Interest rates mixed at Treasury bill auction
Published: September 29, 2009
WASHINGTON -- Interest rates on six-month Treasury bills remained at a record low in yesterday's auction, while rates on three-month bills rose.
The Treasury Department auctioned $29 billion in six-month bills at a discount rate of 0.19 percent, the same as last week. That's the lowest rate since the government started issuing six-month bills on a weekly basis in December 1958.
About $30 billion in three-month bills were auctioned at a discount rate of 0.115 percent, up from 0.1 percent last week.
Rates on threeand six-month bills have been selling at historically low levels for months, reflecting a campaign by the Federal Reserve to push down short-term borrowing costs in an effort to help support a recovery from the country's worst recession since the 1930s.
Fed officials last week kept the federal funds rate, the interest that banks charge each other on overnight loans, at an all-time low of zero to 0.25 percent.

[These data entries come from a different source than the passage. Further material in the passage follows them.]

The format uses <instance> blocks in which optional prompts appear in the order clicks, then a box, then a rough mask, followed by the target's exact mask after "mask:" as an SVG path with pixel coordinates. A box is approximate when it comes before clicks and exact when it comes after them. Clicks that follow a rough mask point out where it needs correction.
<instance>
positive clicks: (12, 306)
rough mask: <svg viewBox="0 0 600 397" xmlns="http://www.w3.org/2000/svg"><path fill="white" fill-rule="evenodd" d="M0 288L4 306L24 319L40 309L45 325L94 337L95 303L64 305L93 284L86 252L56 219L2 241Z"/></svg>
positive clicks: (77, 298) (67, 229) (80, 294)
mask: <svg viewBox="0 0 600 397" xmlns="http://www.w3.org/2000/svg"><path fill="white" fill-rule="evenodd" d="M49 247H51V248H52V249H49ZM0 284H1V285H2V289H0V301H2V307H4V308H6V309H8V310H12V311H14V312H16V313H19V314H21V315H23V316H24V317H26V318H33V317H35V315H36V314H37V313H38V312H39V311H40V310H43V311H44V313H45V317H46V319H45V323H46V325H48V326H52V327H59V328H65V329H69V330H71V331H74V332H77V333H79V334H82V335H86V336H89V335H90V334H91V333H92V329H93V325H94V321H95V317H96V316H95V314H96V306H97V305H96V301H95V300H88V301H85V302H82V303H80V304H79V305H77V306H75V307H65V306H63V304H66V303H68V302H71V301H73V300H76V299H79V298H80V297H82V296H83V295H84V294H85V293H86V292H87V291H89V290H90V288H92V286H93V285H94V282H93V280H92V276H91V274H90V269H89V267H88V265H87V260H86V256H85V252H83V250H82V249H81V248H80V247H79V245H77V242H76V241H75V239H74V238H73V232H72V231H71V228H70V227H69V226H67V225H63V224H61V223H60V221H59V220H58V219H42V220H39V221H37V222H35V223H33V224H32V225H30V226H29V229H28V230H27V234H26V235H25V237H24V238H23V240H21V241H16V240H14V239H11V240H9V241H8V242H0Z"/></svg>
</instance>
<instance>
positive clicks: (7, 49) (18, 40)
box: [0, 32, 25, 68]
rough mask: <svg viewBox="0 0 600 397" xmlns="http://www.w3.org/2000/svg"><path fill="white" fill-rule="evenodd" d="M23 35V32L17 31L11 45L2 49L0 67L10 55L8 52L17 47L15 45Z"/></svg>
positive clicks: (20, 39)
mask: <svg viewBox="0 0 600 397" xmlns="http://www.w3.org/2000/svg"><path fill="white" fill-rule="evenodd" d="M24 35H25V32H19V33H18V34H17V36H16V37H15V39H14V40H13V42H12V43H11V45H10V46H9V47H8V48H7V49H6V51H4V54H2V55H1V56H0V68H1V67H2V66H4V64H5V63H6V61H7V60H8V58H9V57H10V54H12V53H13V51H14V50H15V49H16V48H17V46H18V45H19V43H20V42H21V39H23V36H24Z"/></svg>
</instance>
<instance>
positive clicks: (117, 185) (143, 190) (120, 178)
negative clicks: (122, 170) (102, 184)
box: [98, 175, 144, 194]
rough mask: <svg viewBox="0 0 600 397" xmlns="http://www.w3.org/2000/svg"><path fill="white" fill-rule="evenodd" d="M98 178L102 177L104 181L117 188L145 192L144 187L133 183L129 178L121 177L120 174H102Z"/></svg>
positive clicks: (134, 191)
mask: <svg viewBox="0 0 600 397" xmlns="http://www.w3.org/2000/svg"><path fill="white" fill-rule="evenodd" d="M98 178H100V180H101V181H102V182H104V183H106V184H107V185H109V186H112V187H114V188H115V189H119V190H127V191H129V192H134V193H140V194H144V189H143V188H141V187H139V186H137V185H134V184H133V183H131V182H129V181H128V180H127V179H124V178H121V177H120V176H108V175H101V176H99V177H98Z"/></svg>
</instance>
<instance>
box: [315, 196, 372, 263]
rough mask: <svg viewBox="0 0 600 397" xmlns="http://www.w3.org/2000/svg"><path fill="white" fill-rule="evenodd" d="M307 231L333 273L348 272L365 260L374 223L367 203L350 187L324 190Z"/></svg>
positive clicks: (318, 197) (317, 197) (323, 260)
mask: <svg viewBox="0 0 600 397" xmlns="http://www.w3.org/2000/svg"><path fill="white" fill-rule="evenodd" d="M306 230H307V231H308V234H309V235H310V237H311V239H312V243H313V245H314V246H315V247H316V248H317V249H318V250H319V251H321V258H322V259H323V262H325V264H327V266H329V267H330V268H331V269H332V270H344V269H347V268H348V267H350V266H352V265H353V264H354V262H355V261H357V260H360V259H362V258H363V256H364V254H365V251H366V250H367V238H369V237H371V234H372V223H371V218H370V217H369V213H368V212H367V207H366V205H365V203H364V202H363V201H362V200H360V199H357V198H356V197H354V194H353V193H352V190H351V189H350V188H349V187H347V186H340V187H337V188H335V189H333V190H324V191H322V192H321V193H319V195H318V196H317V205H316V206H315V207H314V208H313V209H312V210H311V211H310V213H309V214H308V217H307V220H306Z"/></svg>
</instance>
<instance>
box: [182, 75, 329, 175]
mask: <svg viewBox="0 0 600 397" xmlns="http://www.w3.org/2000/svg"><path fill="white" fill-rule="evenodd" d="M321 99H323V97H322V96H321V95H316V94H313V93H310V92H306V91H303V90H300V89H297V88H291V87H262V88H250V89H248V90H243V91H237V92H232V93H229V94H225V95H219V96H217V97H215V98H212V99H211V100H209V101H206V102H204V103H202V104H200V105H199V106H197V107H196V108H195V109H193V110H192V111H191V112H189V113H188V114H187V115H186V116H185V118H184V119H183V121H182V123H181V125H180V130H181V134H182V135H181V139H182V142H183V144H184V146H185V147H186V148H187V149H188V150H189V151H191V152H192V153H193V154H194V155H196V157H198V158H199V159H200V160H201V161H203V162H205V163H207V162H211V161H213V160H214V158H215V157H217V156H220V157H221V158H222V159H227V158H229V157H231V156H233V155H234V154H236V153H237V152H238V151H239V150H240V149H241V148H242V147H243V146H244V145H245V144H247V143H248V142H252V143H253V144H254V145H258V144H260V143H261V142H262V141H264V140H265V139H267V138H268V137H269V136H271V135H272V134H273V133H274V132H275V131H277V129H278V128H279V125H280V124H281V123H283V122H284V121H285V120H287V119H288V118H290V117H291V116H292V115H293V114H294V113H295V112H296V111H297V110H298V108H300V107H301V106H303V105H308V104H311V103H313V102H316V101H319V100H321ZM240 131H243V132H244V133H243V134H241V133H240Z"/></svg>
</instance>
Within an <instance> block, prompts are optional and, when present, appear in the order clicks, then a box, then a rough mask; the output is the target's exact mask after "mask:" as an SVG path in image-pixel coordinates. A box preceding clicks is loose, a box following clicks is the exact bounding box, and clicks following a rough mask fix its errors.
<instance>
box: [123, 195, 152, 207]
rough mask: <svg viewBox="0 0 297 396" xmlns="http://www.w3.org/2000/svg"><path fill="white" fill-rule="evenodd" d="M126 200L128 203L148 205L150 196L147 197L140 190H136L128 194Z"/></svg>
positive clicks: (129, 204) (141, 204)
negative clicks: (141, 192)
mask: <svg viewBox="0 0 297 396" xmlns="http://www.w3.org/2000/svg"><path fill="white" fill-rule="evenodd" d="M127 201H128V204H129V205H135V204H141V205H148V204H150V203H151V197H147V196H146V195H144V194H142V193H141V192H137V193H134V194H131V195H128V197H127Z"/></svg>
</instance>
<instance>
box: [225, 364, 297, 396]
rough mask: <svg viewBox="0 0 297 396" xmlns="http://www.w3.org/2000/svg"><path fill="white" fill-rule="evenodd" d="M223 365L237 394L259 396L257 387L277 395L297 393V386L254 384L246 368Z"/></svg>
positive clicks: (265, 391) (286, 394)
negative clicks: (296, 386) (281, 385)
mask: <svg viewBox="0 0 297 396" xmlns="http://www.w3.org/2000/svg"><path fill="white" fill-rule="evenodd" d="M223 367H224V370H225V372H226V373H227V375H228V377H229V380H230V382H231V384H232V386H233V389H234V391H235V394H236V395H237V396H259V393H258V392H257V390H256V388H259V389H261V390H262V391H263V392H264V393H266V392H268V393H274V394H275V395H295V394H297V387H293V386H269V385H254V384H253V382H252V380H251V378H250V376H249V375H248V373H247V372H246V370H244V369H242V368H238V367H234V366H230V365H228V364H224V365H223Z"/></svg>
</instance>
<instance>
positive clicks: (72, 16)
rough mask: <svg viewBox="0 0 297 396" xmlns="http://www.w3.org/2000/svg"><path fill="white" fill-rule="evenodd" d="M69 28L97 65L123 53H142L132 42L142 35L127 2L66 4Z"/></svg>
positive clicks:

The discount rates reflect that the bills sell for less than face value. For a $10,000 bill, the three-month price was $9,997.09, while a six-month bill sold for $9,990.39. That would equal an annualized rate of 0.117 percent for the three-month bills and 0.193 percent for the six-month.
Separately, the Federal Reserve said yesterday that the average yield for one-year Treasury bills, a popular index for making changes to adjustable-rate mortgages, rose last week to 0.41 percent from 0.40 percent.